Si bien abrir el debate a la especulación enriquece las posibilidades de proponer algo concreto, la realidad es que si hacemos un zoom out y observamos el rumbo que el mundo está tomando con las cada vez más frecuentes y agudas crisis (económicas, sociales, ambientales y sanitarias), el panorama futuro no dista mucho de lo que plantea la pregunta. Tarde o temprano, el ser humano terminará dependiendo nuevamente de lo que hace 9500 años era la principal actividad económica y de supervivencia, la agricultura. Pero lejos de ahondar en la discusión de si esta específica crisis sanitaria a causa de la pandemia de coronavirus va a cambiar o no el mundo, el tema de fondo que aquí se plantea radica en especular cómo las zonas rurales se convertirían en los nuevos centros urbanos, sin caer en los mismos errores del pasado, y desde una perspectiva multidisciplinar que integre todos los aspectos que rigen el funcionamiento de una sociedad (política, economía, cultura, educación, salud, infraestructura, etc.). El precedente clásico para este caso apareció hace más de 500 años, cuando se publicó Utopía, la obra literaria de Tomás Moro, que «estableció» – sin quererlo – el nombre que generaciones futuras usarían para soñar con realidades que parecían imposibles. Los relatos de la isla que lleva el mismo nombre, suponían, entre otras cosas, una organización social ideal, con un sistema económico eficiente y con gobernantes electos mediante el voto popular, características que contrastaban con la monarquía absolutista de la Europa del siglo XVI, y que solo vendrían a manifestarse más de 250 años después, con los primeros indicios de la Revolución Francesa. Fue así, que las utopías del futuro se han ido convirtiendo en «la conciencia onírica del colectivo», según Walter Benjamin, hacia las cuales establecer un rumbo y cuyo poder de transformación social ha permitido los avances que se han venido dando a lo largo de la historia.

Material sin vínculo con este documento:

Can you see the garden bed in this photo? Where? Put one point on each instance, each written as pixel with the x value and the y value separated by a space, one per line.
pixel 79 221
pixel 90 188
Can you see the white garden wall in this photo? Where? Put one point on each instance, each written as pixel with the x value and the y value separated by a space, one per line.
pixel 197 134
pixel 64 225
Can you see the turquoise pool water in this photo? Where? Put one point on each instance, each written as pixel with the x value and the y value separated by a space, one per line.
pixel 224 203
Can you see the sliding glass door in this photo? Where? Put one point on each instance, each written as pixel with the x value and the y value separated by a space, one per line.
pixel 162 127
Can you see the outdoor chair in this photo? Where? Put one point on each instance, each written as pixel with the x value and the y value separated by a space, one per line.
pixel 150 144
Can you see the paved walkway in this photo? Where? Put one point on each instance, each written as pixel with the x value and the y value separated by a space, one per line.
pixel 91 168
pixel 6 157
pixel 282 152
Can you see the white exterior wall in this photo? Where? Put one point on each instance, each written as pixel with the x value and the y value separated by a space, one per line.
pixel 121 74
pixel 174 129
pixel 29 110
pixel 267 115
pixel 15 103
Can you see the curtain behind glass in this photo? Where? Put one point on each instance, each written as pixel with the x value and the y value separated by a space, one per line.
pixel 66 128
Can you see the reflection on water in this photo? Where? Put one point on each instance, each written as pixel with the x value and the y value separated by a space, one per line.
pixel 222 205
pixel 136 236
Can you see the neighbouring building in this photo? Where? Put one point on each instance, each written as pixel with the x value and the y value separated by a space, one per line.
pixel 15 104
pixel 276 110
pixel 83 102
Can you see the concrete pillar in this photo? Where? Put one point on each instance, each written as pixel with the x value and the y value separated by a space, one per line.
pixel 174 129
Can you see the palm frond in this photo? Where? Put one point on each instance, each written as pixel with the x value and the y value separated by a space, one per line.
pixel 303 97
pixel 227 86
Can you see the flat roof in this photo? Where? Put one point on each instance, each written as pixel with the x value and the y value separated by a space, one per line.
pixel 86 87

Por lo tanto, como concepto aplicable a cualquier campo de estudio (y a la vida misma), las utopías urbanas han supuesto imaginarios de ciudades perfectas, de sociedades idealizadas en las que los individuos viven en armonía unos con otros, con sistemas económicos, jurídicos y sociales que primen la igualdad, y con infraestructura que permita el desarrollo colectivo. Y es precisamente ese horizonte imaginario, que hace pensar esta pandemia de Covid-19 como una oportunidad única para que las autoridades peruanas empiecen a actuar apuntando hacia la tan prometida descentralización económica, que brinde a estos «caminantes» las mismas condiciones y oportunidades para hacer fortuna tanto en la capital como al interior del país. Descentralización que, con el tiempo y con las políticas e inversiones correctas, promueva la creación de nuevos centros urbanos adaptados al contexto social, cultural y geográfico de cada región. Quién sabe así, estos caminantes ya no necesiten migrar hacia otros lados, y puedan por fin, soñar con una realidad en la que ser exitoso en su propia tierra ya no sea tan utópico.